While Macquarie’s most renowned business line is infrastructure, it currently accounts for a small portion of the bank’s revenues. The authors explain how it all began with Macquarie’s advisory role in a public-private partnership for Sydney’s M2 motorway. Through this project, Macquarie realized the appeal of long-term cash flows from toll roads for investors like pension funds. They also recognized the value of equity in such projects, in addition to debt. Finally, they discovered that acting as a developer, rather than just a financier, presented the most lucrative opportunities.
From there, the infamous infrastructure finance model emerged, involving the structuring, trancheing, selling, reselling, packaging, and refinancing of cash flows from such projects. However, these practices sometimes disadvantaged users. During its ownership of the UK’s Thames Water from 2006 to 2017, Macquarie oversaw a significant increase in debt while generating double-digit annual returns on investment. However, the utility is now on the verge of collapse due to recent interest rate hikes. Moullakis and Wright provide clear explanations of how much infrastructure activity relies on tax incentives, allowing Macquarie to profit from fees at every stage.
Unsurprisingly, The Millionaires’ Factory delves into past controversies, which can slow down the pace of the book. It is also lacking in the kind of scandalous banking stories that might appeal to a broader audience.

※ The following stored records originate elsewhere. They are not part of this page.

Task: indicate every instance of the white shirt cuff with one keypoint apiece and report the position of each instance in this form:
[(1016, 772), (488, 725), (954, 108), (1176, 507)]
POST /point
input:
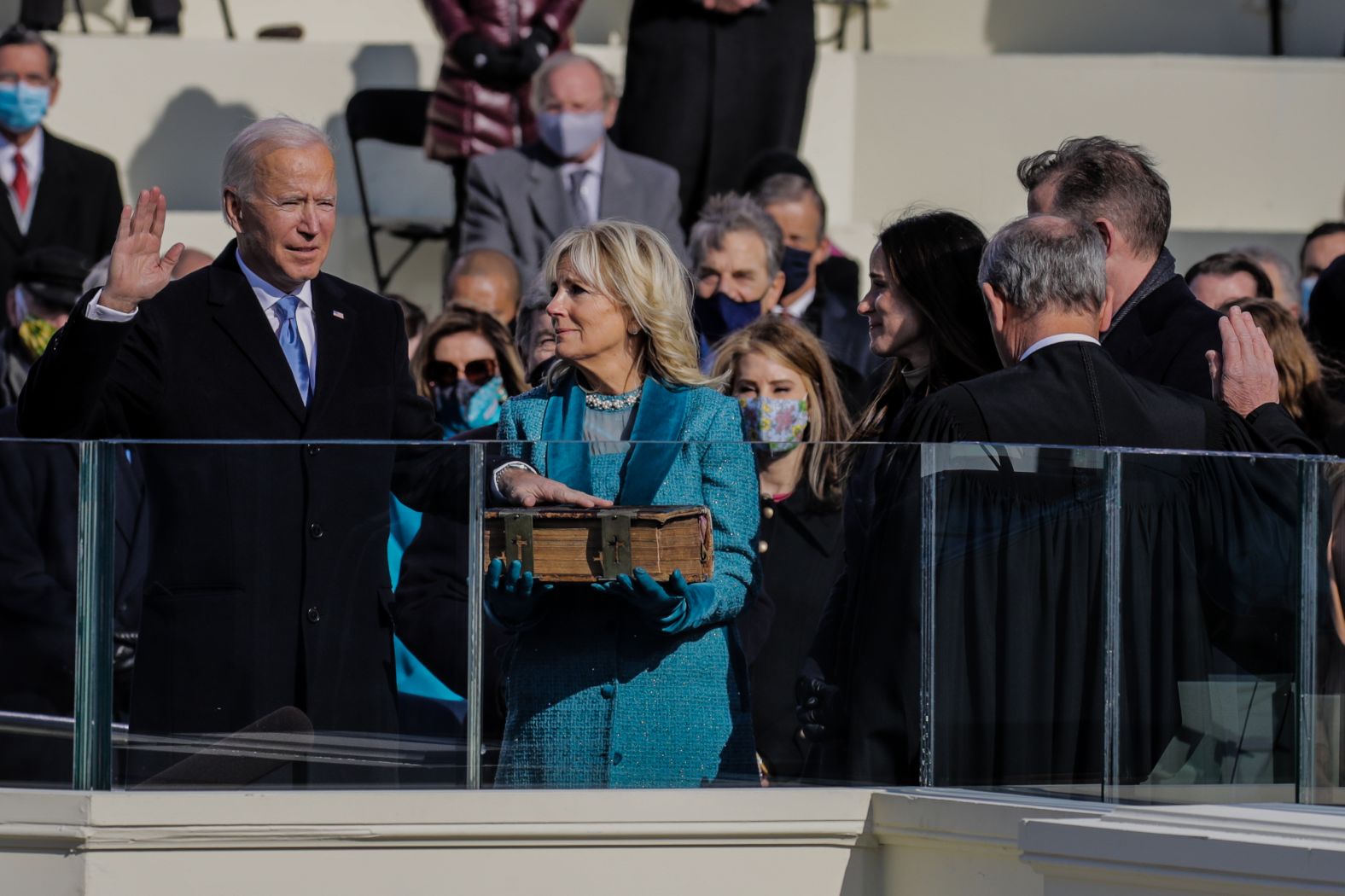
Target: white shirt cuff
[(495, 478), (93, 311)]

While numerous Macquarie executives are mentioned, not all of them come to life on the pages. Nevertheless, for readers seeking insights into a fascinating financial institution and how it succeeds where many competitors fail, The Millionaires’ Factory comes highly recommended.
The Millionaires’ Factory: The Inside Story of How Macquarie Bank Became a Global Giant by Joyce Moullakis and Chris Wright, published by Allen & Unwin, offers an extensive 432-page exploration of the subject.
Robin Harding serves as the FT’s Asia editor.